Is Your Mouth at a Healthy pH Level? We Took the Test
You probably don’t think about pH levels very much when it comes to your day-to-day health. The concept likely just conjures up images of testing liquids in elementary school science classes. However, understanding mouth pH levels can help boost your oral health. If your mouth pH levels get out of control, it can have some harmful consequences for your teeth. So, we’ve put together a quick explainer on mouth pH and shared a little experiment testing our own saliva levels.
pH levels run from 0 to 14. A pH level of 0 is extremely acidic (think battery acid), and 14 is highly alkaline. Antacids like Tums sit around a pH level of 11, which is why they’re so good at killing the pain that comes with eating super acidic foods.
Soda tends to have a pH level of 2.5, which isn’t ideal for teeth—all the sugar notwithstanding. Water sits right in the middle at 7.

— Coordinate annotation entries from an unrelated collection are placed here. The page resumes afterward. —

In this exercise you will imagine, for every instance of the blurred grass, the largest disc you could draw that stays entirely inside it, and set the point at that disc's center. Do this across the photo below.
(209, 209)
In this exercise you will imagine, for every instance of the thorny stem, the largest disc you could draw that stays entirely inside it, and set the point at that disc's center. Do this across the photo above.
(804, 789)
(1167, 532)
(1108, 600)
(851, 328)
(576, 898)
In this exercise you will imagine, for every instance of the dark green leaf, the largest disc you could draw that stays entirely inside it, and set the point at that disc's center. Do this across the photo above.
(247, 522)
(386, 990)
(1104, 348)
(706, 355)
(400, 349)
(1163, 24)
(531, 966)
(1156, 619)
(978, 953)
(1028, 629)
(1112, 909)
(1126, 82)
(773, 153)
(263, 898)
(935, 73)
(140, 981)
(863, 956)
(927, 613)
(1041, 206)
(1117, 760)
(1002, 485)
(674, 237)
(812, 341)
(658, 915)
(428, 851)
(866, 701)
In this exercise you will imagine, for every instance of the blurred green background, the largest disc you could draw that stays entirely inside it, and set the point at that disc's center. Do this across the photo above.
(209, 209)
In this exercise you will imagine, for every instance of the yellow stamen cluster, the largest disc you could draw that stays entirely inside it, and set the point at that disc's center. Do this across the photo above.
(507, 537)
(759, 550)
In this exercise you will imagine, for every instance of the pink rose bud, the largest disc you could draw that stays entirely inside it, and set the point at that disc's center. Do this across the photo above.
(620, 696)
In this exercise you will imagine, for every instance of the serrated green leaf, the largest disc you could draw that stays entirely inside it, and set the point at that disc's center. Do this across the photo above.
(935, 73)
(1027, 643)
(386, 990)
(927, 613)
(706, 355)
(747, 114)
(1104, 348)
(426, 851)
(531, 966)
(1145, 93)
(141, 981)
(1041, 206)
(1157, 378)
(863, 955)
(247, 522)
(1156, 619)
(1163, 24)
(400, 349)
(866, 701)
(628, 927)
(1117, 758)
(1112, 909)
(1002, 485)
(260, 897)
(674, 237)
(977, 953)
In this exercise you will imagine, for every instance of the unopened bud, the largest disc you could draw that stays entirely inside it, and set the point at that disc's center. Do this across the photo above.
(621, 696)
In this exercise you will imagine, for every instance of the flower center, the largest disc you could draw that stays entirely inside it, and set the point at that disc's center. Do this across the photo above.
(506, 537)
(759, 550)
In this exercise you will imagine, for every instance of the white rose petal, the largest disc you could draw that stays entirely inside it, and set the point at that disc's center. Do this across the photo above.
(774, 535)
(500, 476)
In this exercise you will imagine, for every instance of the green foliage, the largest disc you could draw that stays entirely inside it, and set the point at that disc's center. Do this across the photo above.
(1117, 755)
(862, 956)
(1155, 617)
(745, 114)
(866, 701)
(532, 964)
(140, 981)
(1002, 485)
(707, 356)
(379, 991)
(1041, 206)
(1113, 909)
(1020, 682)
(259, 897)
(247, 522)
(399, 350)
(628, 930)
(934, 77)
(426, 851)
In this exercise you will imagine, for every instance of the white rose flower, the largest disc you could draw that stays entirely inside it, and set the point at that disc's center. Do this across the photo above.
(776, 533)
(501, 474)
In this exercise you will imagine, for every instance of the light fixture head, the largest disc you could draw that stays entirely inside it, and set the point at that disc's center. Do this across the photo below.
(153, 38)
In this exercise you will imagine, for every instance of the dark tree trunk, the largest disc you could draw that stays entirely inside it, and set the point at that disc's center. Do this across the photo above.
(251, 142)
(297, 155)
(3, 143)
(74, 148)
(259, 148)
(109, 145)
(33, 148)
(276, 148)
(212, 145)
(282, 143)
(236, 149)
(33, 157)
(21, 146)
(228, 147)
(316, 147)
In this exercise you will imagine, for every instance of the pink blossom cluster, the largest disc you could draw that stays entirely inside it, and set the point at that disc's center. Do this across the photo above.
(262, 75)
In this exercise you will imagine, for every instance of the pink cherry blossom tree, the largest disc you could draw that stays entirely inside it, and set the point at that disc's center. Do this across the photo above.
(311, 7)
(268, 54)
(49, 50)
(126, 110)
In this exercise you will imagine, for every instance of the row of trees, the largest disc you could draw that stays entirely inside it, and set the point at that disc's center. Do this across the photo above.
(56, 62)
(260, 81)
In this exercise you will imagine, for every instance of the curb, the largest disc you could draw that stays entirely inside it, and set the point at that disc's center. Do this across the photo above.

A quick breakdown of pH in the mouth
Why does the pH level in your mouth matter? Here’s what dentist Vladana Babcic, DMD, had to say about oral pH: “Your saliva acts like a buffer. It tries to be at a neutral pH and the closer you can be, the better off you are, the less chance you have of developing a cavity. You can’t develop a cavity just from low pH; there have to be bacteria and plaque in the mix. Your saliva can only do so much. It can’t do miracles. When you eat something sweet, like hard candy, and have a lot of sugar in your mouth … your saliva tries to balance it all out.”
Here’s what different pH levels mean for your mouth:
- pH of 5.5 or lower: This is the danger zone. An oral pH of 5.5 or lower means your teeth are starting to dissolve or demineralize.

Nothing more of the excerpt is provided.